I visited Dr. Agan and had a chat about what he could do for me. The young doctor was quick to stress that his procedures are not meant to artificially alter one’s features, but to enhance them. The good thing about men is that we can look better as we age, said Dr. Agan. Enhancements are all about heightening one’s masculine features and making one appear robust and dignified in maturity.

To this, Dr. Agan focuses on certain critical facets — making the jawline stronger, making the cheeks more angular and making the eyes appear fresher.

A strong jawline and chin speaks of military discipline, fortitude and strength. Angular cheekbones are indicative of courage and determination. A fresher eye area exudes good health and virility.

I opted for the jawline enhancement since it is the area that I felt would have the most impact on my features. The procedure involved injecting a filler called Hyaluronic Acid (HA). HA is a chemical that our bodies naturally produces. It is not foreign to the body and will naturally melt away in about two years.

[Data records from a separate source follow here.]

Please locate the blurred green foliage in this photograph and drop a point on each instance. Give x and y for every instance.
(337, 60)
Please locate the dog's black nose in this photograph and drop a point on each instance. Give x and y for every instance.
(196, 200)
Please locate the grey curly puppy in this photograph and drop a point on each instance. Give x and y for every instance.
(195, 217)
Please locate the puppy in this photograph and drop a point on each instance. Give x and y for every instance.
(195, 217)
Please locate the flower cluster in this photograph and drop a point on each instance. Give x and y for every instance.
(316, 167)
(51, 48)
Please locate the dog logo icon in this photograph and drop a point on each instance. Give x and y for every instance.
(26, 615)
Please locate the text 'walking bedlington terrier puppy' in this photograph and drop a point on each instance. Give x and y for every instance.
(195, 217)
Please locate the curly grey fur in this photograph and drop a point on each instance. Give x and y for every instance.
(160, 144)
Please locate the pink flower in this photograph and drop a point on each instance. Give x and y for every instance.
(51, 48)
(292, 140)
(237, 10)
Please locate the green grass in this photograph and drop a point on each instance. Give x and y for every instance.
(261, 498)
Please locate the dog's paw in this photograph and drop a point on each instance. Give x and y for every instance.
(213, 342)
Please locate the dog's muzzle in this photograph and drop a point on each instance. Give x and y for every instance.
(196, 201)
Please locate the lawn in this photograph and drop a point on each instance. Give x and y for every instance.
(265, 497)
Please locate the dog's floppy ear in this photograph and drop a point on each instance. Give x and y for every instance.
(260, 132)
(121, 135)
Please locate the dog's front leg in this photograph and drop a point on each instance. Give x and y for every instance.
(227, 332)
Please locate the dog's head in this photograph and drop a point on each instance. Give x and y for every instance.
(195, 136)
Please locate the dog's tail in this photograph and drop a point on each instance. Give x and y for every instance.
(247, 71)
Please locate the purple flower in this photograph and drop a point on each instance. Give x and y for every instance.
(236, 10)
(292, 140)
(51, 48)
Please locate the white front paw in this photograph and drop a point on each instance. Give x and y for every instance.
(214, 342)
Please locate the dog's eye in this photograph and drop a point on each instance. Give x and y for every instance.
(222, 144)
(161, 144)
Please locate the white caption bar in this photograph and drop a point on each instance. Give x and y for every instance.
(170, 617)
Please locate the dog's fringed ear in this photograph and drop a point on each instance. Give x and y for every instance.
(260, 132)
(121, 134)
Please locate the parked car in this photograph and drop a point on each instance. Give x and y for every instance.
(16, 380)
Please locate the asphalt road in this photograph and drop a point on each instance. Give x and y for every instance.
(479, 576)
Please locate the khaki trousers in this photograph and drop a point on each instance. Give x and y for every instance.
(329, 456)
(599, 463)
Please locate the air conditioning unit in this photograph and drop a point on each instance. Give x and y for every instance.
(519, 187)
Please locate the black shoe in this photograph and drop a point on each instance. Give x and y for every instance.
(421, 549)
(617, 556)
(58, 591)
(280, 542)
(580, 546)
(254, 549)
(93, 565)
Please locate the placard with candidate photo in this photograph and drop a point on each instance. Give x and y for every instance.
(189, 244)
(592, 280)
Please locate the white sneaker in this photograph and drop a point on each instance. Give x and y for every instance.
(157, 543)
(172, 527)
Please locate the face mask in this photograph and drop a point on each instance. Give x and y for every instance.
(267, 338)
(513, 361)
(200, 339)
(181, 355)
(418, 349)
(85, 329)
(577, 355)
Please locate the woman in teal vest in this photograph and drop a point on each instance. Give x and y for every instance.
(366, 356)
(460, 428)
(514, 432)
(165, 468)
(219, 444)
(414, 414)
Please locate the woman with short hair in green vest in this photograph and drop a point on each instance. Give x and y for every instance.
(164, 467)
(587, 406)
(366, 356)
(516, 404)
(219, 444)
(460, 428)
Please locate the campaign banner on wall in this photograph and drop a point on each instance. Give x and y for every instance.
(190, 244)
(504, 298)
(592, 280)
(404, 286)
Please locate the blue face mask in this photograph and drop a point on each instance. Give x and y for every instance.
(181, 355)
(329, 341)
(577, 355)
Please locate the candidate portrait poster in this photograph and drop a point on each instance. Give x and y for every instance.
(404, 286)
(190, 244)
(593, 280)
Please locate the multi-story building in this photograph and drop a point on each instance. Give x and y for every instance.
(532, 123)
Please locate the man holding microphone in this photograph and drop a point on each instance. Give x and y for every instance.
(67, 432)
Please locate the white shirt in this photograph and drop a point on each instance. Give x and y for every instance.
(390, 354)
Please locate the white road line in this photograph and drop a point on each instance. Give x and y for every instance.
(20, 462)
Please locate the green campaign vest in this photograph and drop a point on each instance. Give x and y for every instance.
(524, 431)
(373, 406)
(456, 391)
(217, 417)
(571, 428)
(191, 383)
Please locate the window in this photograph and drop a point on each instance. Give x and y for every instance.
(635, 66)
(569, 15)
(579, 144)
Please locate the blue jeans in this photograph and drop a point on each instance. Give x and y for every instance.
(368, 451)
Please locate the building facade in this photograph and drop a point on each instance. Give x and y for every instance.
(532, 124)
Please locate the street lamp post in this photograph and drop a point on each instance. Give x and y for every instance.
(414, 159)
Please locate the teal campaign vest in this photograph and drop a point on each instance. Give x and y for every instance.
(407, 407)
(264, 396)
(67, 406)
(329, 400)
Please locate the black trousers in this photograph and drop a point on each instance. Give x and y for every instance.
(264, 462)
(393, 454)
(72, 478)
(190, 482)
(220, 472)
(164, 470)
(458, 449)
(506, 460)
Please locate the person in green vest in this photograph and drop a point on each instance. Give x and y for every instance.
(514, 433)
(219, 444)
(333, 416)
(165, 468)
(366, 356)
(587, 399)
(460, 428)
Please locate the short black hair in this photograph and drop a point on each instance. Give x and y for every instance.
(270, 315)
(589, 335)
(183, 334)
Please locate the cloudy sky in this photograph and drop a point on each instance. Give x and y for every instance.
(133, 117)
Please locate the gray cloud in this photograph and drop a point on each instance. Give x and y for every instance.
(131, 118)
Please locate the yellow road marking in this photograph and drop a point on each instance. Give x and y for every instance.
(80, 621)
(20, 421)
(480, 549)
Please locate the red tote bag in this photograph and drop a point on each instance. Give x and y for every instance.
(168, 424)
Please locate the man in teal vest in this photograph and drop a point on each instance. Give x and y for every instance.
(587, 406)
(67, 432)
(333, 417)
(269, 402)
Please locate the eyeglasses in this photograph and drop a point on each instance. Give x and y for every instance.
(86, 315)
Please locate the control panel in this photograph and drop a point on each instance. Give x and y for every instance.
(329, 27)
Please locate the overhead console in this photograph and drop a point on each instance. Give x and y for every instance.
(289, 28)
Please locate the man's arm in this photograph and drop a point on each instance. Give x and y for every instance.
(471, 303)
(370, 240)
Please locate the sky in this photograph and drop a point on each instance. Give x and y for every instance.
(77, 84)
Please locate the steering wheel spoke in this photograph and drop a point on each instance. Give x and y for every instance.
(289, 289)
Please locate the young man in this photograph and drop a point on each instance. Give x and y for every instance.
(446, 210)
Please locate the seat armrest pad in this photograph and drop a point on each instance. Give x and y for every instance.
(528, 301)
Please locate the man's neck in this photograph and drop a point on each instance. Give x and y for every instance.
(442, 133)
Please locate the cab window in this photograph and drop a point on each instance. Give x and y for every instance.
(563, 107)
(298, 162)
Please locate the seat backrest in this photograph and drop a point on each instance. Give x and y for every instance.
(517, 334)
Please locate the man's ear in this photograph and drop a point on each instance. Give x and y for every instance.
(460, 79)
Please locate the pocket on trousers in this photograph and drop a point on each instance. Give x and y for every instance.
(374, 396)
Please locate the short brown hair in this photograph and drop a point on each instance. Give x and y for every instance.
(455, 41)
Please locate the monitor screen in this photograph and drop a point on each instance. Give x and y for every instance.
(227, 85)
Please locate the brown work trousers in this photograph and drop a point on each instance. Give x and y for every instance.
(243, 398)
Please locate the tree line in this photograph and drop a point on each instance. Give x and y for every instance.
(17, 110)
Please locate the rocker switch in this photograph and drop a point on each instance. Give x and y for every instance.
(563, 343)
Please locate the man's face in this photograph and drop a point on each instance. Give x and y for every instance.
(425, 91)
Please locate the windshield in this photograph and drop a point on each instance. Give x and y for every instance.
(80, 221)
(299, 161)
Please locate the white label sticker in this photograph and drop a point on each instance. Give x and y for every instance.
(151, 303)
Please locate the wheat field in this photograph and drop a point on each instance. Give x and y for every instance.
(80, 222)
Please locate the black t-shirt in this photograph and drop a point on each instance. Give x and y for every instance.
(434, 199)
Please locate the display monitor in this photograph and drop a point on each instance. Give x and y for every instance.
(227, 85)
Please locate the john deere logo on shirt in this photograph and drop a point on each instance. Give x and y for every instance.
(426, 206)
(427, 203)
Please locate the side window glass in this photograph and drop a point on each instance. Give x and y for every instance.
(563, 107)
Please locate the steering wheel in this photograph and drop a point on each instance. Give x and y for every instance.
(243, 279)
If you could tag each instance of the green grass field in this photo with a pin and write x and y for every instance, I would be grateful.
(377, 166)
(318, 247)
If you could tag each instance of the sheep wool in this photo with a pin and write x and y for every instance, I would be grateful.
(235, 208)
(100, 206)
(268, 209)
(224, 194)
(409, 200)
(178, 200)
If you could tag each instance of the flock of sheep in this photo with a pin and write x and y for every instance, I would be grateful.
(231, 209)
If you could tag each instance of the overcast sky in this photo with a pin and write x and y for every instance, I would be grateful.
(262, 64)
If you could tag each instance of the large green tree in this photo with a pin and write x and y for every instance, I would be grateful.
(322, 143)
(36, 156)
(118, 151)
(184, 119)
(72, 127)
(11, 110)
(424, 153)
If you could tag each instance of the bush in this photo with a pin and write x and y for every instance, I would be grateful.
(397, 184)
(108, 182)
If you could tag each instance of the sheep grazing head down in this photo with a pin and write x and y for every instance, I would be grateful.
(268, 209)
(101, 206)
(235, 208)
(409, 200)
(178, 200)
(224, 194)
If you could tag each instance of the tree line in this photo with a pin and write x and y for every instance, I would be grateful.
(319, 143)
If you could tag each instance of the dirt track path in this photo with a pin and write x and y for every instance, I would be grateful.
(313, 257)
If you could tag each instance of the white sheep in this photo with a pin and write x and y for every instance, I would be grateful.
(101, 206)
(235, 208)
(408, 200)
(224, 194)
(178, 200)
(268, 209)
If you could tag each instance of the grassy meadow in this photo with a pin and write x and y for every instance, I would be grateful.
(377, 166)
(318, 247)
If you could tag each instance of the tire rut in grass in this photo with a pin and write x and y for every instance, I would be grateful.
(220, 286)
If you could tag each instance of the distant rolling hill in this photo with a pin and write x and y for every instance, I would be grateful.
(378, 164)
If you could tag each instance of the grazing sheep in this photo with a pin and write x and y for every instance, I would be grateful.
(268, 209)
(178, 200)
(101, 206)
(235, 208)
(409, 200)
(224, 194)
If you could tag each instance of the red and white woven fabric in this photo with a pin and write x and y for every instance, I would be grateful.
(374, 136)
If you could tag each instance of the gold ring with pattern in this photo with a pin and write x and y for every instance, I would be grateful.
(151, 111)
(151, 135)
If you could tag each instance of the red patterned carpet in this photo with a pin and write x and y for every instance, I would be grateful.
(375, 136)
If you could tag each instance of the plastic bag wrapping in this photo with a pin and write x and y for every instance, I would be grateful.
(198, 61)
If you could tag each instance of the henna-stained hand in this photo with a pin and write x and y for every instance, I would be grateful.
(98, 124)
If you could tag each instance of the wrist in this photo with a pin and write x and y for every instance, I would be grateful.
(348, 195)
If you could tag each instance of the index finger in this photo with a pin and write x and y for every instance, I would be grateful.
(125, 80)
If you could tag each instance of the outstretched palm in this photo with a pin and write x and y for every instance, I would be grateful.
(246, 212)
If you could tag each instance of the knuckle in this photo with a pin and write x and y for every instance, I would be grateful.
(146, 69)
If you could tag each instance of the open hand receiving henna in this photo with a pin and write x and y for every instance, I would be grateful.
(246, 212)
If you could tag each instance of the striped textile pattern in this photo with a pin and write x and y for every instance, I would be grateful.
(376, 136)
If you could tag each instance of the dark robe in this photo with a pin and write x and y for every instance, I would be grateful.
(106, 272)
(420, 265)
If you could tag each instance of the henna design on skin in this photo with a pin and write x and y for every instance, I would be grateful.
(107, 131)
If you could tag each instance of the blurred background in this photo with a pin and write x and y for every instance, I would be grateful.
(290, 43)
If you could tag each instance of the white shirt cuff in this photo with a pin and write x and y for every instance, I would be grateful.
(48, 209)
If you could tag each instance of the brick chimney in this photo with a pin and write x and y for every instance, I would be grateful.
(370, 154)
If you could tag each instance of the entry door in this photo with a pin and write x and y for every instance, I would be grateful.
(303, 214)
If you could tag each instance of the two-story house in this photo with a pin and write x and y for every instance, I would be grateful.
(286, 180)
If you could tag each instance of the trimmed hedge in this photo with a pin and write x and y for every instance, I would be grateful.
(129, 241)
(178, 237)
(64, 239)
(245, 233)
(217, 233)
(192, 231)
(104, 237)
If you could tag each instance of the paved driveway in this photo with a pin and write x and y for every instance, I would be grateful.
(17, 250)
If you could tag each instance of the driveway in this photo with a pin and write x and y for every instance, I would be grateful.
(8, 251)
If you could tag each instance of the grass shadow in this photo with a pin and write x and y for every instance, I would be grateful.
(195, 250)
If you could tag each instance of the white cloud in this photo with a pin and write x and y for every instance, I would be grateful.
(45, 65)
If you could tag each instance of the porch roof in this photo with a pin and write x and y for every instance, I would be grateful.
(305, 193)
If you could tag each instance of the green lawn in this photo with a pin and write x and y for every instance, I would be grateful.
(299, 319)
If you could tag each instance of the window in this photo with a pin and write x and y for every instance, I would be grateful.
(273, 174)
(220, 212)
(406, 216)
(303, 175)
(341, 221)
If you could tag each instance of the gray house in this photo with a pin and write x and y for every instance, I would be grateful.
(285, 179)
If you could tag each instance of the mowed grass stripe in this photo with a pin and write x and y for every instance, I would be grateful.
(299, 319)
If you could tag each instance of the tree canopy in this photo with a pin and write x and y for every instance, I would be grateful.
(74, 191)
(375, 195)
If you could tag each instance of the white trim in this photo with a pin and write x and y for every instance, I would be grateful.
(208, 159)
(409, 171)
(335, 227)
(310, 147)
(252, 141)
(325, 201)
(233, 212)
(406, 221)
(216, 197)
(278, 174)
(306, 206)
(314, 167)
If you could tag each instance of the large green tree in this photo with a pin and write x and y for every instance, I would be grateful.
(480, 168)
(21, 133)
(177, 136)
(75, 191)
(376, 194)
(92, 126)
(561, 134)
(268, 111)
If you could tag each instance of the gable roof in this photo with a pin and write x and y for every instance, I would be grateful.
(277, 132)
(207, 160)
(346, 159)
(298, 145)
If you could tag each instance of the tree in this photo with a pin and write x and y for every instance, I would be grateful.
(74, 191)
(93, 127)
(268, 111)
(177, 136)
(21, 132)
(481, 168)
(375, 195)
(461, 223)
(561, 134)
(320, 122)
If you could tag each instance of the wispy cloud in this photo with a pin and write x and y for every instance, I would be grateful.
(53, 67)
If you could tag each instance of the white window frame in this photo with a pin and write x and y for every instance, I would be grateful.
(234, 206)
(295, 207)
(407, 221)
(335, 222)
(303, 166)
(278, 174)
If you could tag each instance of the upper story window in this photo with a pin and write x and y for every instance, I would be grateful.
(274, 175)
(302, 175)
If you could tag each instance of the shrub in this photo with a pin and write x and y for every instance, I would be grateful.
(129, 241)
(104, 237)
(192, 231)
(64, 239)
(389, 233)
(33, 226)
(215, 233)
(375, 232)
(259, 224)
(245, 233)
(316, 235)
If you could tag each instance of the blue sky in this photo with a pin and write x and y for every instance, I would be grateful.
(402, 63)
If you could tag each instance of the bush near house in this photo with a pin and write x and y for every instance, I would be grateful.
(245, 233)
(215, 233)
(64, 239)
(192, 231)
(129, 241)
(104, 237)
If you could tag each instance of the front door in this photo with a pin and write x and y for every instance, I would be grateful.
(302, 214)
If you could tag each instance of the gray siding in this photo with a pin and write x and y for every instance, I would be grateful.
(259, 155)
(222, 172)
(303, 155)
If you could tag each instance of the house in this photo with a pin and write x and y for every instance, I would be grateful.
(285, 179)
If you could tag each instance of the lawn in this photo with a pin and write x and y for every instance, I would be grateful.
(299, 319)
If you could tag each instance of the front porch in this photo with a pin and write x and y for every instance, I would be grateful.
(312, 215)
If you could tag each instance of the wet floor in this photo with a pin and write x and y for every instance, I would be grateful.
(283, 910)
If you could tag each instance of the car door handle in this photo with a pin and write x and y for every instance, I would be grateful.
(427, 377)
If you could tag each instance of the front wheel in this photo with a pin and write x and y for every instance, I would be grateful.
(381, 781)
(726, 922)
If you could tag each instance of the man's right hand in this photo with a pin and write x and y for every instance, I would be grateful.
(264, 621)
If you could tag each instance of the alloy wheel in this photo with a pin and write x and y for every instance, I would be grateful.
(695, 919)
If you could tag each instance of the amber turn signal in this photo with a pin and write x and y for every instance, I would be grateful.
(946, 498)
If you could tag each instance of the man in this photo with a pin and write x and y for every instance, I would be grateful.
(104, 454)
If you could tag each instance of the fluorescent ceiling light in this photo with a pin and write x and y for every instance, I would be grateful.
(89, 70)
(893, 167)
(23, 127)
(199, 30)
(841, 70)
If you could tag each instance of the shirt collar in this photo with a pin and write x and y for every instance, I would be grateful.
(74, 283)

It adheres to the skin in a manner that it preserves one’s facial expressions.

HA fillers were developed in Switzerland and manufactured by a company called Teoxane. It is considered the gold standard as far as facial fillers go. This is what Dr. Agan used to shape my jaw.

I arrived at the clinic at 2 p.m. and was out by 3:15, just in time for my 4 p.m. meeting. The procedure itself took less than an hour and involved injecting HA fillers in strategic areas. Dr. Agan is arguably the country’s best in as far as contouring the male face. There was a bit of pain but not enough to merit anesthesia. Light bruising lasted for three days.

The results were immediate and I was extremely happy by them. My jawline became defined and angular — the difference is obvious. It made my features sharper and most importantly, it made me feel good about myself.

The operative word here is “feel.” At the end of the day, procedures like these are about making you feel good. These good feelings translate to confidence and enhanced wellbeing.

There is no shame in self care. In fact, I highly recommend it for men in their senior years like me. Those who l care for themselves will live longer, be happier, and enjoy more fulfillment.